RClaNet: An explainable Alzheimer's disease diagnosis framework by joint registration and classification

IEEE J Biomed Health Inform. 2023 Dec 15:PP. doi: 10.1109/JBHI.2023.3337942. Online ahead of print.

Abstract

Alzheimer's disease (AD) is a degenerative mental disorder of the central nervous system that affects people's ability of daily life. Unfortunately, there is currently no known cure for AD. Thus, the early detection of AD plays a key role in preventing and controlling its progression. Magnetic resonance imaging (MRI)-based measures of cerebral atrophy are regarded as valid markers of the AD state. As one of representative methods for measuring brain atrophy, image registration technique has been widely adopted for AD diagnosis. However, AD detection is sensitive to the accuracy of image registration. To address this problem, an AD assistant diagnosis framework based on joint registration and classification is proposed. Specifically, in order to capture more local deformation information, we propose a novel patch-based joint brain image registration and classification network (RClaNet) to estimate the local dense deformation fields (DDF) and disease risk probability maps that explain high-risk areas for AD patients. RClaNet consists of a registration network and a classification network, in which the deformation field from registration network is fed into the classification network to enhance the prediction accuracy of the disease. Then, the exponential distance weighting method is used to obtain the global DDF and the global disease risk probability map, and it can remove grid-like artifacts by uniformly weighting method.
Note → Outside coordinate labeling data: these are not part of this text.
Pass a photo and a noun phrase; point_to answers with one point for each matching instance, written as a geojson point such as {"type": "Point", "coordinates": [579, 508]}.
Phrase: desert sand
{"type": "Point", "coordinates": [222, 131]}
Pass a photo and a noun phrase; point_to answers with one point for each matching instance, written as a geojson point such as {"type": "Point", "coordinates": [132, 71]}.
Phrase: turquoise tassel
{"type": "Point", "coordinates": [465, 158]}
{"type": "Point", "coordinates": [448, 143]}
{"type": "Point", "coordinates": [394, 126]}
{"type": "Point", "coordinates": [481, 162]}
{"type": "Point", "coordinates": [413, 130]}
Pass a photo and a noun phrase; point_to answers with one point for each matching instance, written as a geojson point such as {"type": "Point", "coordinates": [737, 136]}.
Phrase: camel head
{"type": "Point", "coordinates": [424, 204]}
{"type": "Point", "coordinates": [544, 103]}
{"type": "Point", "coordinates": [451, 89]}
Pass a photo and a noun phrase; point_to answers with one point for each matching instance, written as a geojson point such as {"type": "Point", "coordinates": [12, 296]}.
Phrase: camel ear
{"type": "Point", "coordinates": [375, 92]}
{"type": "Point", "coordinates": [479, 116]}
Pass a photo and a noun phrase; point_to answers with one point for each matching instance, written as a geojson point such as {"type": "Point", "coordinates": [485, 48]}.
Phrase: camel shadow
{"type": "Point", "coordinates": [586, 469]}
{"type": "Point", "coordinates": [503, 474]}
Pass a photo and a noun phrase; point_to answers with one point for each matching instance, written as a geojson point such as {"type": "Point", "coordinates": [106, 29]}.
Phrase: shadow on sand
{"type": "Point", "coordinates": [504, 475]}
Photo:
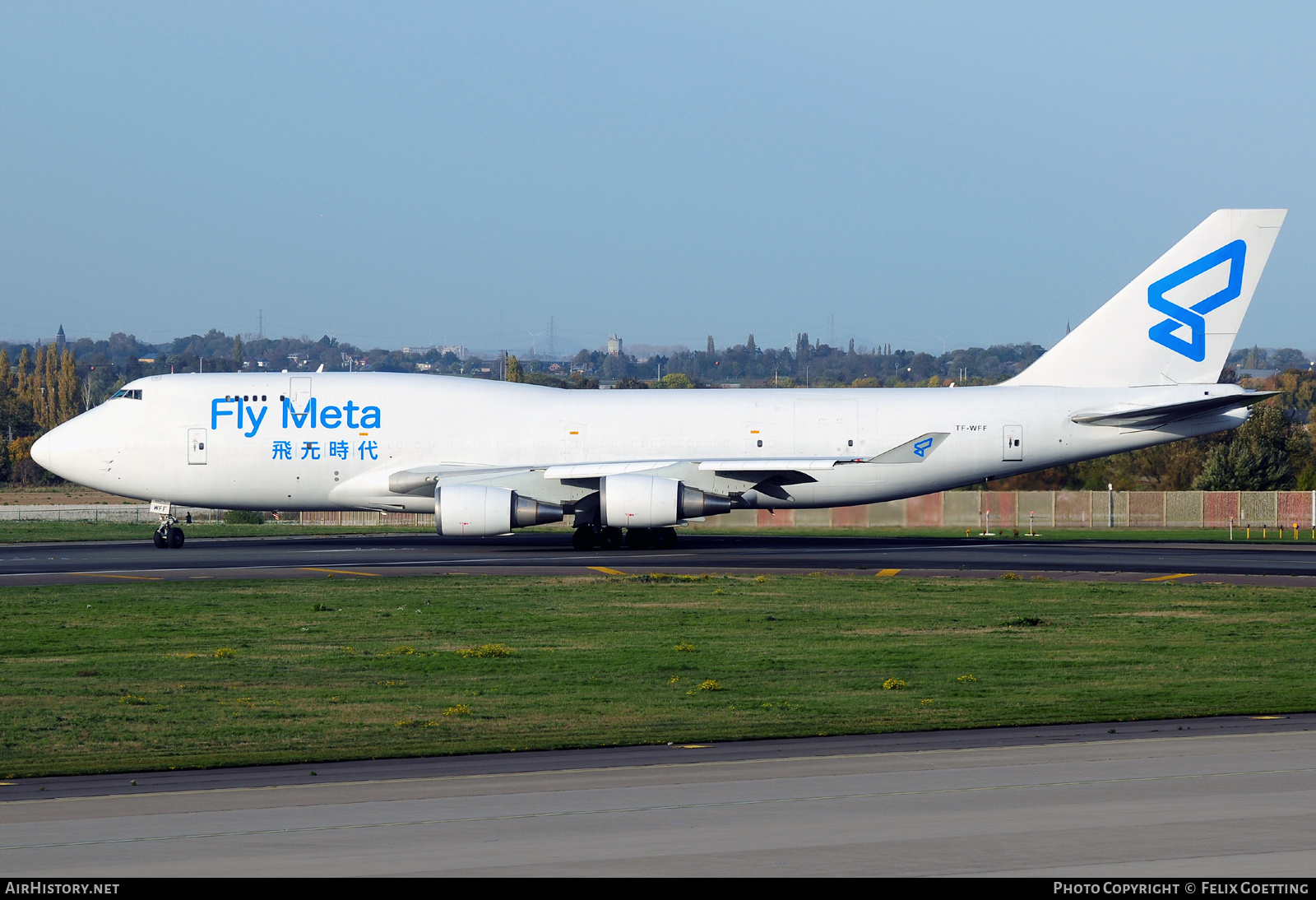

Finally, the global classification network uses the global disease risk probability map for the early detection of AD. We evaluate the proposed method on the OASIS-3, AIBL and ADNI datasets, and experimental results show that the proposed RClaNet achieves superior registration performances than several state-of-the-art methods. Early diagnosis of AD using the global disease risk probability map also yielded competitive results. To demonstrate the generality, we also evaluate the proposed method on a COVID-19 dataset and achieve decent registration and classification results. These experiments prove that the deformation information in the registration process can be used to characterize subtle changes of degenerative diseases and further assist clinicians in diagnosis.